Looking back, what advice would you give your younger self? I would tell any young Assyrian to read up more on their history. Too many young Assyrians have no clue about their history, or why our people ended up in diaspora. Knowing who you are is vital to keep the Assyrian culture. Too many young Assyrians speak [the] Assyrian [language] very badly.
If you could vote in the U.S. presidential election, whom would you vote for and why? Hillary Clinton. She’s the only sane one running for president. The Republican policies on weapons, health care, abortion, LGBT rights and many other things are crazy to a Swede. Bernie Sanders on the other hand has an economic platform which is full of flaws. And he promises voters things he would never be able to fulfill. Voting for him will lead to Congress being even less productive than it is already.
How is the relationship between Kurds and Assyrians in Sweden? Generally it is good. However between people who are lobbying policies toward Iraq and Syria, there are at times very harsh words spoken. I think the Kurdish Regional Government in Iraq and the YPG (People's Protection Units) in Syria is making things worse by their wrongful actions and discrimination [against] our people.

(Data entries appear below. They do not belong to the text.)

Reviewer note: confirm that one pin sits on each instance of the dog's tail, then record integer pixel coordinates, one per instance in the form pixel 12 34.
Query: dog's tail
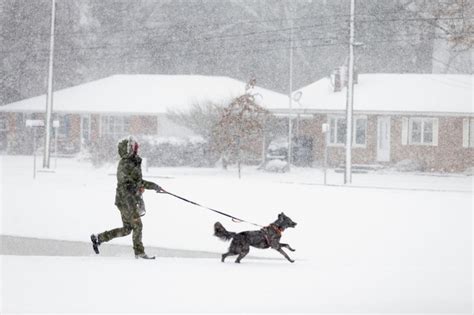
pixel 222 233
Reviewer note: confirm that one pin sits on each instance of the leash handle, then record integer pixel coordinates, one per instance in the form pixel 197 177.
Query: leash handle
pixel 235 219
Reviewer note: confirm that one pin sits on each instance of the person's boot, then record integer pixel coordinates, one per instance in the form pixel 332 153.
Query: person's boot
pixel 95 243
pixel 144 256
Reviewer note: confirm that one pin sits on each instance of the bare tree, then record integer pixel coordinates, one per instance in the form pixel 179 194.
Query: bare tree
pixel 240 128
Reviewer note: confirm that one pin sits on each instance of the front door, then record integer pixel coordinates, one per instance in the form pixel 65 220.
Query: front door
pixel 383 139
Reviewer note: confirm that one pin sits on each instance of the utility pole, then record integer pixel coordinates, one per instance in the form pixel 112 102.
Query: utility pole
pixel 49 95
pixel 290 98
pixel 350 100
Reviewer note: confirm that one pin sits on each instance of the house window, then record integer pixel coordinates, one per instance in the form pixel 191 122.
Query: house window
pixel 421 131
pixel 3 124
pixel 86 128
pixel 64 126
pixel 115 126
pixel 468 133
pixel 337 134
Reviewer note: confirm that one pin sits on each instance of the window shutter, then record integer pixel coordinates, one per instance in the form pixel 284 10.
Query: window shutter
pixel 465 132
pixel 435 131
pixel 404 131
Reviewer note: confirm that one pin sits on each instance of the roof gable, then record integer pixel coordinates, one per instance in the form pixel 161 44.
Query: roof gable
pixel 146 94
pixel 436 93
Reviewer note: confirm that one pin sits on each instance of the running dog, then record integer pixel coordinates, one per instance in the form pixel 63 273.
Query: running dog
pixel 266 237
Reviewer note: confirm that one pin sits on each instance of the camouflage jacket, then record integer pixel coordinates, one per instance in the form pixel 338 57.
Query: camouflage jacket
pixel 129 179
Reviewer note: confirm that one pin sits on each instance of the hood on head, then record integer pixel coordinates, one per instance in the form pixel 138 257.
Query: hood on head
pixel 126 147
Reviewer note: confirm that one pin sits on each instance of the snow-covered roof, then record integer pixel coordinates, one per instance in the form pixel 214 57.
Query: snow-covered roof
pixel 394 93
pixel 146 94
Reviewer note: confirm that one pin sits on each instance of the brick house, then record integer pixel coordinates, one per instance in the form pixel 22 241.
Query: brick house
pixel 427 118
pixel 120 105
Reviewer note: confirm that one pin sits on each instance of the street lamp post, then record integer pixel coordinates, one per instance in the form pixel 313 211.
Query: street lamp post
pixel 49 95
pixel 350 100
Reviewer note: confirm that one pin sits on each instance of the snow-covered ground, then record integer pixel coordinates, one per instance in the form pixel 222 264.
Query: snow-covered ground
pixel 388 243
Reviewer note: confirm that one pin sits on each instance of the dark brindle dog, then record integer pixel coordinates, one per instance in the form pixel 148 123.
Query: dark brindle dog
pixel 266 237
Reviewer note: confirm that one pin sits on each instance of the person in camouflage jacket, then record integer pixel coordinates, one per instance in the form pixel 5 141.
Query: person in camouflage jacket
pixel 128 198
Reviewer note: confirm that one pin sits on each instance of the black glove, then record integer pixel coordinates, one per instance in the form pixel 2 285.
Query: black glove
pixel 158 188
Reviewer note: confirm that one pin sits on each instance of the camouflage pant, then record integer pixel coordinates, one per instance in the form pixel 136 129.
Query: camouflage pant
pixel 131 222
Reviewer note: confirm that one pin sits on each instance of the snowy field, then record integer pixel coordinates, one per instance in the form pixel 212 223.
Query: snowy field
pixel 388 243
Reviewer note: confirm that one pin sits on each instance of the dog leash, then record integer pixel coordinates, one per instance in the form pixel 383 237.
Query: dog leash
pixel 235 219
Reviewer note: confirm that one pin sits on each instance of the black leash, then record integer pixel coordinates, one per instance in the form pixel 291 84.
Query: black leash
pixel 217 211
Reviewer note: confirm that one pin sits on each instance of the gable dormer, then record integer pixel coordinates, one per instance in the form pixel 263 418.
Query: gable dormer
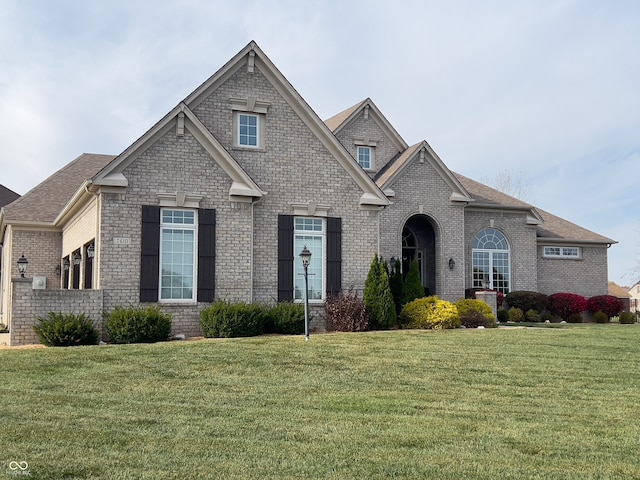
pixel 366 133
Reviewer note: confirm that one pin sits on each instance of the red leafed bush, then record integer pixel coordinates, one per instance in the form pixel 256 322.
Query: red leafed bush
pixel 605 303
pixel 565 304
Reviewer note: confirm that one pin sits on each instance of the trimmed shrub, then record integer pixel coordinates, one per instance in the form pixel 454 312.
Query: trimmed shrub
pixel 66 330
pixel 226 319
pixel 412 288
pixel 471 293
pixel 137 325
pixel 532 315
pixel 546 316
pixel 526 300
pixel 601 317
pixel 608 304
pixel 516 315
pixel 284 317
pixel 346 312
pixel 565 304
pixel 378 299
pixel 430 312
pixel 627 318
pixel 575 318
pixel 475 313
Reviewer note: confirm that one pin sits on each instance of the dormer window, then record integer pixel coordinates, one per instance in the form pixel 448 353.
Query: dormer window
pixel 248 130
pixel 365 157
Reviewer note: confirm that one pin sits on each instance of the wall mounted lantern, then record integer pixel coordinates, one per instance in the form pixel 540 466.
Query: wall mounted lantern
pixel 22 265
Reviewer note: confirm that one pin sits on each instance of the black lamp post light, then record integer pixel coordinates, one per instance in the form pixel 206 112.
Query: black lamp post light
pixel 22 265
pixel 305 257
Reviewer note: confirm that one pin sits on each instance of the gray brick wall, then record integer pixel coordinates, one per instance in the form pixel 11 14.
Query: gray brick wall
pixel 29 305
pixel 586 276
pixel 420 190
pixel 293 168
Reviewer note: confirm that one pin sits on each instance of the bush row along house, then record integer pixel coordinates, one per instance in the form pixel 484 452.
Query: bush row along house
pixel 218 198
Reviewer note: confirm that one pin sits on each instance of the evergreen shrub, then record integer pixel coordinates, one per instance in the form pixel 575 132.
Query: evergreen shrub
pixel 475 313
pixel 232 319
pixel 378 299
pixel 429 312
pixel 627 318
pixel 137 325
pixel 601 317
pixel 516 315
pixel 66 330
pixel 526 300
pixel 284 317
pixel 608 304
pixel 346 312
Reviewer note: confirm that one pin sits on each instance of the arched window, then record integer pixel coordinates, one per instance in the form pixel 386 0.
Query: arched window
pixel 491 263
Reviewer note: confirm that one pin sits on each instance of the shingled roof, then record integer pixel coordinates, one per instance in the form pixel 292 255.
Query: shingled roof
pixel 7 196
pixel 44 202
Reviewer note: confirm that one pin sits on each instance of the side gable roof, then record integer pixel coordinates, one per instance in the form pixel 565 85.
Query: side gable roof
pixel 550 228
pixel 422 152
pixel 7 196
pixel 342 119
pixel 43 203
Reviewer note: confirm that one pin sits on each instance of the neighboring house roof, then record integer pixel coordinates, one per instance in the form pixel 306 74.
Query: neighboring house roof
pixel 618 291
pixel 44 202
pixel 7 196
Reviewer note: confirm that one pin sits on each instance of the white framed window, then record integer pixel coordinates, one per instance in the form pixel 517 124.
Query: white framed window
pixel 491 261
pixel 562 252
pixel 248 130
pixel 178 240
pixel 365 157
pixel 310 232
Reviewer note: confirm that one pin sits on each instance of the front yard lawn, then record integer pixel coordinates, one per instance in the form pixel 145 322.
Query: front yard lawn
pixel 495 403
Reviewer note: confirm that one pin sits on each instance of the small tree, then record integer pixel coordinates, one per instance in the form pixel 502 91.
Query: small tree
pixel 412 288
pixel 378 299
pixel 396 281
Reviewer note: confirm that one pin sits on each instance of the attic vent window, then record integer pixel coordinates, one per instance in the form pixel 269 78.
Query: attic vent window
pixel 249 118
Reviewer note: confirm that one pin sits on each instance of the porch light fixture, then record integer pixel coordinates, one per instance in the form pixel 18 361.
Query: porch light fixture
pixel 305 257
pixel 22 265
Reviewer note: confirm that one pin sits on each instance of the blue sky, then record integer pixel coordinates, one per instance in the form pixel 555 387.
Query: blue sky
pixel 546 89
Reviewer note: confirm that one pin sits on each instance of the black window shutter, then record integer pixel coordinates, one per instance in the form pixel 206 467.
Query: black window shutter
pixel 150 253
pixel 206 254
pixel 334 256
pixel 285 258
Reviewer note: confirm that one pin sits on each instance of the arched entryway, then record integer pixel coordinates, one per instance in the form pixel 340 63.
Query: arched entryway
pixel 419 242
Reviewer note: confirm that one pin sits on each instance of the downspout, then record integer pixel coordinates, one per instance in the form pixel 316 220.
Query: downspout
pixel 96 265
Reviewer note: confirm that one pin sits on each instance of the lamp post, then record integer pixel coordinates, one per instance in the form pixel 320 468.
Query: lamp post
pixel 305 256
pixel 22 265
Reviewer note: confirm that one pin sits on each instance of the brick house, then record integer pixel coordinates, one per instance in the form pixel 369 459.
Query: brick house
pixel 218 198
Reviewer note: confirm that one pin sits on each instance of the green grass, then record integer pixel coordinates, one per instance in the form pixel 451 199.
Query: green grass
pixel 500 403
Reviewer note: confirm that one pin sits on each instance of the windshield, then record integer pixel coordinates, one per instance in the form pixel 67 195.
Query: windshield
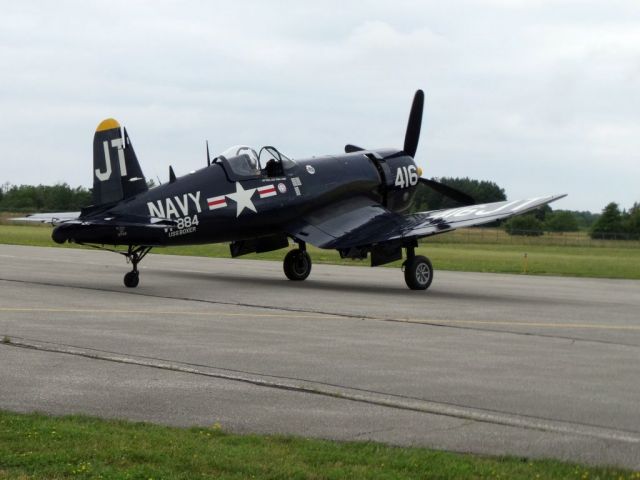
pixel 246 162
pixel 242 159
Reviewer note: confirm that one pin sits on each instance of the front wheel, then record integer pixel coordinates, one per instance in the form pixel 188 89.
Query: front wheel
pixel 297 265
pixel 418 272
pixel 131 279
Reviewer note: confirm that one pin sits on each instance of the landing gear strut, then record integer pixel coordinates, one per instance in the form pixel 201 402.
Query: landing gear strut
pixel 418 271
pixel 297 263
pixel 134 255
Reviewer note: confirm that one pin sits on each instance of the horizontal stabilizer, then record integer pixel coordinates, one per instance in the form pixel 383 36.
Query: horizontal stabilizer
pixel 52 218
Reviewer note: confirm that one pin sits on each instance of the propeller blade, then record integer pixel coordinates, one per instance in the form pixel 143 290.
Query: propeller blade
pixel 348 148
pixel 413 126
pixel 448 191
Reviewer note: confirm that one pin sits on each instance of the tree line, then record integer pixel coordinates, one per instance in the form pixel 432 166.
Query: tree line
pixel 611 223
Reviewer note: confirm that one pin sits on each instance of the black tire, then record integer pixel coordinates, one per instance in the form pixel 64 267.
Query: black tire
pixel 297 265
pixel 131 279
pixel 418 272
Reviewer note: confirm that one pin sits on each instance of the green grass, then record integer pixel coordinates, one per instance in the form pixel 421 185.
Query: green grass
pixel 617 260
pixel 41 447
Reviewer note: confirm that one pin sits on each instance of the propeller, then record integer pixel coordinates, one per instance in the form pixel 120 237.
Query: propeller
pixel 448 191
pixel 413 126
pixel 348 148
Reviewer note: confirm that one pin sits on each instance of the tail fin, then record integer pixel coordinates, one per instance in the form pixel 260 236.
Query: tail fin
pixel 116 172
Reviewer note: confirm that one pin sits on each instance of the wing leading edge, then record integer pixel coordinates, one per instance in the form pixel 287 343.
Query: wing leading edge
pixel 360 222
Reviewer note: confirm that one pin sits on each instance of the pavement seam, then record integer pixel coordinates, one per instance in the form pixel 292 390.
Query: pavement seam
pixel 432 323
pixel 421 406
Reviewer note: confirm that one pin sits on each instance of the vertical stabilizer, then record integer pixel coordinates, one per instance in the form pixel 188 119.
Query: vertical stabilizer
pixel 116 172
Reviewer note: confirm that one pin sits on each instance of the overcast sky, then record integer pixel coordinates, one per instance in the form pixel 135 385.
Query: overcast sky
pixel 540 97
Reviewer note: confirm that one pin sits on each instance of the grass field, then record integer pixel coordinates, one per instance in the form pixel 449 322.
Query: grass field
pixel 42 447
pixel 501 256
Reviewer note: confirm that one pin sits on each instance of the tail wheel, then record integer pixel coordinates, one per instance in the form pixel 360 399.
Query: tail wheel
pixel 131 279
pixel 418 272
pixel 297 265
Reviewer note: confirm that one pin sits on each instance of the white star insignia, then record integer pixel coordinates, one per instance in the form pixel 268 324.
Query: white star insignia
pixel 242 198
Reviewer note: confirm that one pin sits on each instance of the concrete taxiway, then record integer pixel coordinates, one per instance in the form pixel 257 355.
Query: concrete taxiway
pixel 494 364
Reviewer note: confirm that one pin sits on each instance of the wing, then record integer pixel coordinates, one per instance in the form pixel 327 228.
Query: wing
pixel 345 224
pixel 424 224
pixel 361 222
pixel 52 218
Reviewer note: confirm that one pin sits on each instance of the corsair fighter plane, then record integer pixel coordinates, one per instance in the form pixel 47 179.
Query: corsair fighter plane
pixel 259 200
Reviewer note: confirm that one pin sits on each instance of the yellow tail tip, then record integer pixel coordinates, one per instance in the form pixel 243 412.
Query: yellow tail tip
pixel 108 124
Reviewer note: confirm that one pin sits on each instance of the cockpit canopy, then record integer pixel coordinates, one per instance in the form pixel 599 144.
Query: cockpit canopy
pixel 245 162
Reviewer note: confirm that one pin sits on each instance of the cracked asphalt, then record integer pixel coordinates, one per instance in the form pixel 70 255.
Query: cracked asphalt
pixel 491 364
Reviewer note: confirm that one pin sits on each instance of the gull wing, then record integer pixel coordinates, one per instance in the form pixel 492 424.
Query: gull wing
pixel 362 222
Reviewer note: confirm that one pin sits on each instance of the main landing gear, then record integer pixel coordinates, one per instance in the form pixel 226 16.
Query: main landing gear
pixel 297 263
pixel 134 255
pixel 418 271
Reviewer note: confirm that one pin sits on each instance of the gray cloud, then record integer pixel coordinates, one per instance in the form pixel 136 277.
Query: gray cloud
pixel 539 96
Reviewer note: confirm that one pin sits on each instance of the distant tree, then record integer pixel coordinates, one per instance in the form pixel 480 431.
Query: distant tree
pixel 527 225
pixel 631 222
pixel 561 221
pixel 541 212
pixel 482 191
pixel 585 219
pixel 29 198
pixel 610 222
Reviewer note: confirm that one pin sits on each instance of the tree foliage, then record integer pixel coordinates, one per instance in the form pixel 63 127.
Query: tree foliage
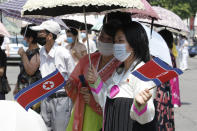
pixel 183 8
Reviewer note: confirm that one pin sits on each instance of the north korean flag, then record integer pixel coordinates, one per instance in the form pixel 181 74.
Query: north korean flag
pixel 40 90
pixel 157 71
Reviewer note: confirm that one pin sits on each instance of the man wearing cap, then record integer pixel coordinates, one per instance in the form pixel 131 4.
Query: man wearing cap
pixel 55 109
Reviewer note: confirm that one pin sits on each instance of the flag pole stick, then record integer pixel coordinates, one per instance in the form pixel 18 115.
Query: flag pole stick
pixel 84 11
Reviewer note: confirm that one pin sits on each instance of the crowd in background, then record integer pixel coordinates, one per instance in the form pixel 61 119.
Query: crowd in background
pixel 121 47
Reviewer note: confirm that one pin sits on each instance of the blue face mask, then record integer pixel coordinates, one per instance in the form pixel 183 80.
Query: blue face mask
pixel 83 35
pixel 69 40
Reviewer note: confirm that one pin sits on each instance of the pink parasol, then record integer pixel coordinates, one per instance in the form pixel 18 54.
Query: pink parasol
pixel 3 30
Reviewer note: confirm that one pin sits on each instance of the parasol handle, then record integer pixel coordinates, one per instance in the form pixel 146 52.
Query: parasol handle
pixel 84 11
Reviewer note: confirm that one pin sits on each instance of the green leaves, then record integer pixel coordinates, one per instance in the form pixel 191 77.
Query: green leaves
pixel 183 8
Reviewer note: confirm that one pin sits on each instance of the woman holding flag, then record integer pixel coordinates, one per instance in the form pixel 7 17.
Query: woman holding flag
pixel 84 104
pixel 126 101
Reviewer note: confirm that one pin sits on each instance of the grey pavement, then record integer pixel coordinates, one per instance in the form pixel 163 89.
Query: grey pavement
pixel 185 116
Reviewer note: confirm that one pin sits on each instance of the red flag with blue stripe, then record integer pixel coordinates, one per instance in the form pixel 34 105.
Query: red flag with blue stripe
pixel 39 90
pixel 157 71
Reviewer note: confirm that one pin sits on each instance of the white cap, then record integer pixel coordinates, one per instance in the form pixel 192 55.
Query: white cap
pixel 49 25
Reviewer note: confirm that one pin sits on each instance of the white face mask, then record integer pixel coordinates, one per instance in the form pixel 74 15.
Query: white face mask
pixel 120 52
pixel 105 49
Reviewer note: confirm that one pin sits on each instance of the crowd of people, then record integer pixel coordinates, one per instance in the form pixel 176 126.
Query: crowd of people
pixel 111 98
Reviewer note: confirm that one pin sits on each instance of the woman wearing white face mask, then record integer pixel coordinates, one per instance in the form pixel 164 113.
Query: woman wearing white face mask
pixel 126 100
pixel 106 64
pixel 77 49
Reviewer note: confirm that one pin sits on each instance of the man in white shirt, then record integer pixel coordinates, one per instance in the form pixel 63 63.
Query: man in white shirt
pixel 56 109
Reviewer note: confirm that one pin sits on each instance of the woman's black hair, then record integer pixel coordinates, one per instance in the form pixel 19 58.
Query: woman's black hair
pixel 54 36
pixel 168 37
pixel 111 27
pixel 72 31
pixel 137 39
pixel 27 32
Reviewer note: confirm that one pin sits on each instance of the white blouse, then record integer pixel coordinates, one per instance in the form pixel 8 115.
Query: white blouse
pixel 129 87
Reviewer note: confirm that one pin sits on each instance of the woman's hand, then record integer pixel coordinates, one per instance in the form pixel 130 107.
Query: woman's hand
pixel 16 90
pixel 86 94
pixel 92 75
pixel 143 97
pixel 21 51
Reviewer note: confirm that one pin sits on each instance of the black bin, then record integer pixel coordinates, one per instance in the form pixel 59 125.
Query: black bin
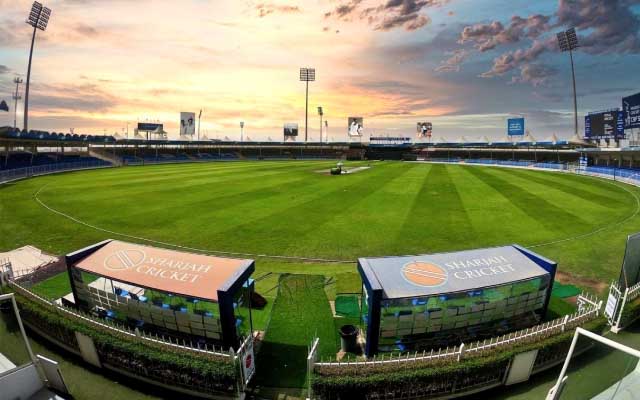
pixel 349 339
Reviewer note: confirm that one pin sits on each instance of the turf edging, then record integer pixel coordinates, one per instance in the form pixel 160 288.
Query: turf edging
pixel 488 370
pixel 206 374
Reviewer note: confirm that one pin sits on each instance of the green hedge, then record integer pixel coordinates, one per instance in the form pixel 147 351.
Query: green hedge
pixel 353 383
pixel 203 373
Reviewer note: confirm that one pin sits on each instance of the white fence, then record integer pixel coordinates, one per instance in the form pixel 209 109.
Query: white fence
pixel 588 309
pixel 616 304
pixel 121 329
pixel 27 172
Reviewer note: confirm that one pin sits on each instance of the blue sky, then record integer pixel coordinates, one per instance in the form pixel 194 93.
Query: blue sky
pixel 465 65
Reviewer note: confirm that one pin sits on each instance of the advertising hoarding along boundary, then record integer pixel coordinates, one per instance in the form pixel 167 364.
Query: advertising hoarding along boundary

Would you ever run to become Sweden’s prime minister? Yes, the Swedish system is nothing like the American one. We have a parliamentary system, which means that the party leaders are the ones who run for [prime minister]. The party leader of the largest party in the largest winning coalition becomes the prime minister. I would have to become the party leader of my party first, and who knows, in many years I might run to be the party leader.
What is your favorite Swedish food or dessert? I love the Swedish kebab pizza. It is a pizza that immigrants from the Middle East invented in Sweden in the 1970s. It has become very popular and is probably the most eaten hungover food in Sweden.
Are you a fan of the Millennium series by Stieg Larsson (I am!)? No. But I have seen the movies. The Swedish movies are better than the American movies.
You met with internally displaced Assyrians and Yezidis in Iraq. How was that experience? Terrible. It was the worst experience of my life. I have been to refugee camps before, but not ones inhabited by my own people. Seeing your own people suffering, being scared, drinking dirty water, having no hope for the future - it is indescribable.
What are your thoughts on the dire situation of Assyrians in the Middle East? What is the solution? Very difficult. It is time for all Assyrians, Syriacs, Chaldeans or whatever name one uses to work together. The politics of divide and rule has been used far too long against our people. If the churches and political parties in our homeland won’t work together, we won’t survive. I believe our people will survive in the homeland, but the question is how decimated we will be. It will be up to how close we can work together and how much the international community is willing to help us.
Other than Stockholm, what city is a must-see when visiting Sweden? My hometown Gothenburg, the seaport of Sweden.
Is the Swedish city of Södertälje also known as “Little Assyria”? Yes, but it is not very little anymore. It is definitely worth a visit.
What music do you listen to? Mostly house music, R&B, or rap.
What is your favorite film? I like fantasy and sci-fi movies, but no favorite.
Describe yourself in three words: Spontaneous, fun and stubborn
Portions of this interview have been edited.